Dicha decisión fue confirmada el 24 de septiembre de 2020 por la Sala Penal del Tribunal Superior de Tunja, autoridad que al resolver el recurso de apelación aludió, en primer término, a los requisitos para la procedencia del permiso en mención, de conformidad con lo establecido en el artículo 147 de la Ley 65 de 1993 en concordancia con el Decreto 232 de 1998, debido a que HERNÁNDEZ GIL fue condenado a más de 10 años de prisión.

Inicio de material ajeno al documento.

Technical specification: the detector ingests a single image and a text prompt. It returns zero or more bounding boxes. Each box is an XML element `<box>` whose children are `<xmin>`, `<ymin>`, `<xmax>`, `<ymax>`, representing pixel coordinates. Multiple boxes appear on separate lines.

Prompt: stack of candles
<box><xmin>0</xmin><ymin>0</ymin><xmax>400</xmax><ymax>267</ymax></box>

Además, explicó que aunque el hoy demandante no registraba actividades de enseñanza, aprendizaje o trabajo en el período comprendido entre el 28 de junio de 2010 y el 11 de febrero de 2011, ello obedeció a causas ajenas a la voluntad del sentenciado.
Sin embargo, indicó que el sentenciado “estuvo asignado a actividades de aprendizaje entre marzo de 2013 y enero de 2015 y de los 22 meses anunciados deliberadamente decidió no cumplir con sus responsabilidades académicas obteniendo en 20 meses deficiente y en 15 de estos ni siquiera reportó alguna hora de dedicación”.
En ese orden, refirió que para cumplir el requisito previsto en el Decreto 232 de 1998, no era suficiente que HERNÁNDEZ GIL hubiese asistido y participado en las actividades destinadas a redención de pena “porque el tiempo que decidió no acatar con diligencia las labores académicas reportadas con cero horas (15) meses, resulta significativo respecto a los 103 meses que fueron certificados”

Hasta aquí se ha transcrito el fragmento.